В углу экрана вдруг возникло некое как бы избяное помещение. На фоне авангардно нарисованной печи сидел странный человечек в широкополой соломенной шляпе, похожий на Карла Маркса, из озорства вырядившегося то ли гусляром, то ли бандуристом. Задумчиво облокотившись о настоящую самопрялку и поигрывая резным вальком для белья, он всем своим видом выражал ожидание.
«Боровичо-ок!» — игриво позвала ведущая, глядя почему-то в другой угол экрана.
«Ирма?!» — с готовностью отозвался тот.
«Боровичок, вы в эфире!»
«Иван постный — осени отец крестный! — балагуристо затараторил гусляр. — Иван постный пришел — лето красное увел. Иван Предтеча гонит птицу за море далече! С Ивана постного убирали репу. Однако с этим днем связан запрет кушать все круглое…»
«А это еще почему?»
«А вот почему. Нельзя есть яблоки, картошку, капусту, арбузы, лук, — в общем, все то, что напоминает человеческую голову. Считалось грехом брать в руки нож и резать что бы то ни было…»

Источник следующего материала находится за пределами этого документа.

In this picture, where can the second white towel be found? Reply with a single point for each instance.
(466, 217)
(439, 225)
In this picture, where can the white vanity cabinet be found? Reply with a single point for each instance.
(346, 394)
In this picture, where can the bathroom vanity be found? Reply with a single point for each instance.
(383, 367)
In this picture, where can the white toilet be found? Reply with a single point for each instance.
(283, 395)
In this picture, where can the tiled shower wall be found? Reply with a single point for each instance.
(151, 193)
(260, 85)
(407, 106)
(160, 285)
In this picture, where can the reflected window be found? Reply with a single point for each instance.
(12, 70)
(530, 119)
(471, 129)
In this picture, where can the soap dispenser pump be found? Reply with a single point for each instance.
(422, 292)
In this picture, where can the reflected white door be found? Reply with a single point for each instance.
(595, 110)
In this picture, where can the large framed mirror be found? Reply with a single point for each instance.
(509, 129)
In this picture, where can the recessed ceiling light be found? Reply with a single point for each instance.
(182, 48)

«Ой, а я хлеб резала!» — расстроилась Ирма.
«Бог простит! — пообещал Боровичок. — Но я надеюсь, вы сегодня не пели?»
«Нет!»
«И правильно! Ведь запрет на песни и пляски связан с тем, что Саломея именно таким образом выпросила у Ирода голову Иоанна Крестителя. Ирма?!»
«Спасибо, Старичок Боровичок, за подробную информацию! — поблагодарила ведущая и, оставшись в кадре одна, вздохнула огорченно. — Ну что ж, если нельзя петь и плясать, остается послушать последние известия. Казимир?!»
Камера дала общий план, и на том месте, где прежде сидел академик, теперь обнаружился безукоризненно одетый молодой человек с лицом, искаженным какой-то давней, очевидно родовой, травмой. Героический доктор, тащивший его щипцами, и помыслить не мог, что помогает появиться на белый свет будущему телевизионному диктору.
«Ирма?!» — отозвался Казимир, отрываясь от ноутбука.
«Что нового в мире?»
«Сегодня в США пройдут траурные мероприятия, посвященные второй годовщине террористического акта на Манхэттене. В Россию с частным визитом прибывает экс-президент Джордж Буш-старший с супругой Барбарой. Свое турне он начнет с Санкт-Петербурга, планирует также посетить Москву и Сочи и, конечно же, встретиться со своим другом экс-президентом Горбачевым…»
Поняв, что ничего заслуживающего внимания в мире не произошло, Михаил Дмитриевич стал переодеваться, прикидывая, как складывается день. Директор «Сантехуюта» никогда не записывал свои планы в ежедневник, но помнил все по минутам — привычка, оставшаяся с армейских времен. В 9.30 для ежемесячного осмотра его ждал доктор Сергей Иванович. Как ни странно, после такой пьянки Свирельников чувствовал себя вполне прилично, если исключить естественную оторопь в организме. Поначалу он хотел позвонить и перенести осмотр, боясь опоздать к следователю или, что еще хуже, не успеть на вручение даров, назначенное на 12.00. Но потом, прикинув и рассчитав расстояния, решил не ломать график.
Михаил Дмитриевич отодвинул зеркальную панель шкафа-«стенли» и, немного поколебавшись, выбрал костюм попроще, так как глава Департамента был чрезвычайно скромен, строг и придирчив. Ведь чиновник, известное дело, чем больше берет, тем болезненнее относится к наглядной роскоши входящего в кабинет бизнесмена. У него, чиновника, может быть, тоже дома гардероб набит «гуччами» да «версачами», а лишний раз не наденешь — враги только и ждут повода!
Некоторое время Свирельников стоял перед зеркалом, соображая сорочку и галстук. В этом он ничего не понимал, а малолетняя Светка, носившая исключительно джинсы да майки, — тем более. В прежние, семейные времена галстуки ему выбирала и повязывала, разумеется, Тоня — большая специалистка. Сам он так и не научился: полжизни проходил «по форме» с уставной «селедкой», имевшей вечный узел да еще застежку на резиночке — для удобства. Захолостяковав, Михаил Дмитриевич стал наряжаться по наитию, однако сегодня, очевидно с похмелья, интуиция тупо отказывалась участвовать в процессе одевания. И тут ему пришла в голову спасительная мысль — директор «Сантехуюта» снова обернулся к телевизору.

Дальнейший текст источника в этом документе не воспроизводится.